Monday, 10 August 2015

Planning A Wedding Guest List

The Relationship Cure: A 5 Step Guide to Strengthening Your Marriage, Family, and Friendships
Unless you have unlimited space at your wedding, one part of the wedding planning process that is usually among the least fun is choosing your guest list, as you will quickly realize that there is not nearly as much space as you thought – or rather, that the people you want to invite take up space a lot more quickly than you would have imagined. And while you might have entered the whirlwind of wedding planning imagining you would easily be able to invite all of your friends, once you realize that you have to account for not only your significant other’s friends, but also for their family and your family as well, it can start to become overwhelming; this is why it is tremendously important that you follow the proper procedure in order to plan your wedding guest list.

Four different lists to be created in order to start to planning of the guest list; the bride-to-be should create a list of her own, the groom should create a list of his own, and both sets of parents should create lists of their own, as this should cover all the bases as far as who might be invited to the wedding.
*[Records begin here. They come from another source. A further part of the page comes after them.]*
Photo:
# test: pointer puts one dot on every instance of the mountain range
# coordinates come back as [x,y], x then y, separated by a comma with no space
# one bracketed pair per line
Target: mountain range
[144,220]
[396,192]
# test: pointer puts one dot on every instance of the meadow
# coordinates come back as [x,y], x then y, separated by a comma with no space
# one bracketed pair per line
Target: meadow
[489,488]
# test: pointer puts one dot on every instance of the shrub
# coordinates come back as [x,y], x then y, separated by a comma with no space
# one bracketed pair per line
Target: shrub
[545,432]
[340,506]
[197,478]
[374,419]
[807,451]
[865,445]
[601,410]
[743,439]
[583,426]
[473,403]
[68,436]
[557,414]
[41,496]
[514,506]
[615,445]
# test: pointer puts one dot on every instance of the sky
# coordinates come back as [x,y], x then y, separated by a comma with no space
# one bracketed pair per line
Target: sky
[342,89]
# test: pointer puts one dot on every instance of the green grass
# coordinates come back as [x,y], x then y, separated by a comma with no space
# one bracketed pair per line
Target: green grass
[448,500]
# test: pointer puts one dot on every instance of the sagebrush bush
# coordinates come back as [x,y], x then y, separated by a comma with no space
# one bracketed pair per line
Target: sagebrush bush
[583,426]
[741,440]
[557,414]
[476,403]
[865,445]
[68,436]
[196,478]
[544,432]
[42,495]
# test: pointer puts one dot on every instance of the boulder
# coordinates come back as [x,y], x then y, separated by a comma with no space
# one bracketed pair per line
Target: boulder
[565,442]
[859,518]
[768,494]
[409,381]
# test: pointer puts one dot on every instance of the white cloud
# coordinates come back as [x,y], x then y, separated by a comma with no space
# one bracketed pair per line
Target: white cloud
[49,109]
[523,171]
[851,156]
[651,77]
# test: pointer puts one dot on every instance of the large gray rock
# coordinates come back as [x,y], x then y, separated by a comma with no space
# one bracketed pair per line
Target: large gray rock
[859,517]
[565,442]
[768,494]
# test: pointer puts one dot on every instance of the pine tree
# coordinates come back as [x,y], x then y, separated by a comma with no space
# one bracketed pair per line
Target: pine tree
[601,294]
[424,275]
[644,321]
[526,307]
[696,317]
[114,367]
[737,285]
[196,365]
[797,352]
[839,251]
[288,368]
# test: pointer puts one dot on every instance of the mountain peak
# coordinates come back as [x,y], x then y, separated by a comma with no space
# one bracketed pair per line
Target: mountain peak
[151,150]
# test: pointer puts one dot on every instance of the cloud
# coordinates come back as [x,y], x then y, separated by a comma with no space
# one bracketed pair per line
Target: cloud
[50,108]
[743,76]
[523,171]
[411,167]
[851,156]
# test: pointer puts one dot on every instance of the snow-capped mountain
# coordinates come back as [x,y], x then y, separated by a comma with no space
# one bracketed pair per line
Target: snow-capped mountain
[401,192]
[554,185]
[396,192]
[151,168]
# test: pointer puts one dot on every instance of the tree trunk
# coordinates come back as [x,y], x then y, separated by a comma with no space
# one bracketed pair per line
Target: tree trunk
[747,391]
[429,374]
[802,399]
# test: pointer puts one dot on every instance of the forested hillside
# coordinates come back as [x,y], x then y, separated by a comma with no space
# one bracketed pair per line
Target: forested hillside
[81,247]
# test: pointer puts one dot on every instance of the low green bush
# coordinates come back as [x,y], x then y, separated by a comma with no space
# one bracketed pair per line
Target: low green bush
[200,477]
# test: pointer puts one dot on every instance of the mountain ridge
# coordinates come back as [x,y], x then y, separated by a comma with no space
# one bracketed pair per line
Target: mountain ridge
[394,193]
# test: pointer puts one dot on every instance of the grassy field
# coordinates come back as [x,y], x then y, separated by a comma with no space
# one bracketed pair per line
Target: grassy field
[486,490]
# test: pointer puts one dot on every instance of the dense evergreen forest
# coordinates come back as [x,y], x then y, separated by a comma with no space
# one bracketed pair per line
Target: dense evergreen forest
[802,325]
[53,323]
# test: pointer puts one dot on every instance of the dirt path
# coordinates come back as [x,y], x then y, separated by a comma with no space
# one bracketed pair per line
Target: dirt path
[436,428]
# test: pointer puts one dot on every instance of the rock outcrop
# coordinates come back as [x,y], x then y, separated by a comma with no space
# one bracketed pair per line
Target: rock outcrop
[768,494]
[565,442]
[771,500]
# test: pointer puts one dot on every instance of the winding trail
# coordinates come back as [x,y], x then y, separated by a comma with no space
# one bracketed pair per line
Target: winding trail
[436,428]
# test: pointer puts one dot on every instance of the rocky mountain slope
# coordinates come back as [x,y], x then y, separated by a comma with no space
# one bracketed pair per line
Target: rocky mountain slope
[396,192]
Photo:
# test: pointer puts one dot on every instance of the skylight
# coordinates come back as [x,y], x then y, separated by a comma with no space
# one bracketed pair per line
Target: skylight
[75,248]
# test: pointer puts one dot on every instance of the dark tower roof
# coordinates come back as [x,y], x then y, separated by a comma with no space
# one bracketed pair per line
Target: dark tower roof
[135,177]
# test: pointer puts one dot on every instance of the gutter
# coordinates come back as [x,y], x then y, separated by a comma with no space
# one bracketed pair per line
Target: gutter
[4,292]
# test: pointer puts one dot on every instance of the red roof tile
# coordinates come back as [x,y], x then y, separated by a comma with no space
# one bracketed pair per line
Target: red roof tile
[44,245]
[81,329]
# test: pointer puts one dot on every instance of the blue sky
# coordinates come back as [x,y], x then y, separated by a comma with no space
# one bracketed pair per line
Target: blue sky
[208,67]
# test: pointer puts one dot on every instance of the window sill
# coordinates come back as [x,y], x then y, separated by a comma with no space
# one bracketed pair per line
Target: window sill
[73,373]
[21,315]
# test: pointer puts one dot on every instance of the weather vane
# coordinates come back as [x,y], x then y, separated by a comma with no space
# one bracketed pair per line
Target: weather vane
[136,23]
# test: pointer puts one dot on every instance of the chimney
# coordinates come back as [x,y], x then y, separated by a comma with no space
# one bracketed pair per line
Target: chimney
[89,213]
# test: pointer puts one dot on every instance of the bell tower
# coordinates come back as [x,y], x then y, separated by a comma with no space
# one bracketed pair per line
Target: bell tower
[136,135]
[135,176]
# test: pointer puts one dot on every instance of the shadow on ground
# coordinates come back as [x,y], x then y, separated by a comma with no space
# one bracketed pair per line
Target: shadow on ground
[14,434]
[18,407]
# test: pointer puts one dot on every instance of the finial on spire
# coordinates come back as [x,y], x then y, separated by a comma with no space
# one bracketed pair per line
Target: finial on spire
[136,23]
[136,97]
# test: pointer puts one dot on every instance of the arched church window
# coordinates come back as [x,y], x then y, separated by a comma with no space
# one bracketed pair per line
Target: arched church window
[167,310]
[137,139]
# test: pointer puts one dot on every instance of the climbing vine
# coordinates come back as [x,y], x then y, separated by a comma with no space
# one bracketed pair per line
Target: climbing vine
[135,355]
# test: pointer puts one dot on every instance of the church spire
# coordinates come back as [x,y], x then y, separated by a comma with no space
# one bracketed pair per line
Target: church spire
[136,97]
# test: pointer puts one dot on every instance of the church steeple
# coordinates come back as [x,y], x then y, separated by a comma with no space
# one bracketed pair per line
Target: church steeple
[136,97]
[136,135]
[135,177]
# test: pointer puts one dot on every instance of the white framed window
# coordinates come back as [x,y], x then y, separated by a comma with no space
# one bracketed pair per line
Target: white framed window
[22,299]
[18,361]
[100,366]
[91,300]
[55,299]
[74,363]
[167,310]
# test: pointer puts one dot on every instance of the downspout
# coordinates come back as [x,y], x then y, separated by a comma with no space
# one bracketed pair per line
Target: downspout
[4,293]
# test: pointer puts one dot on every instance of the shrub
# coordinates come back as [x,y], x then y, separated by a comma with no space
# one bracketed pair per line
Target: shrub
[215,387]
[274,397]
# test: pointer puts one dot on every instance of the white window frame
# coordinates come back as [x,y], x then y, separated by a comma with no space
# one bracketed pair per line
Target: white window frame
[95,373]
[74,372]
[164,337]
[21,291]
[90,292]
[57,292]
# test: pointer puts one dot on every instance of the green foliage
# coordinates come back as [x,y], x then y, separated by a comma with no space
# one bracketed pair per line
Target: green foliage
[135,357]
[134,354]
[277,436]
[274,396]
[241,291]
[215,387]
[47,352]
The second step of the planning of the guest list should bring the people who helped create all four lists together so they can go through the four lists, making sure you (that is, the bride and groom) know who are the most important to attend, and who it might be okay to leave off the list; realize, of course, that each person who makes their list will want most of the people on their list to be able to attend – but sacrifices will certainly have to be made!

In the third step, the bride and groom can come together and start making these sacrifices; without the input of the parents on either side, the bride and groom should begin to pare down the list, deciding who from all four lists is a “must stay,” who is in the middle ground, and who can be cut out completely. Eventually, of course, many of the names on the middle list will also have to be cut out; but this is best done between the bride and groom together, without the help of others — and after much time and lots of effort (and perhaps a few fights!), the final guest list can be presented at last.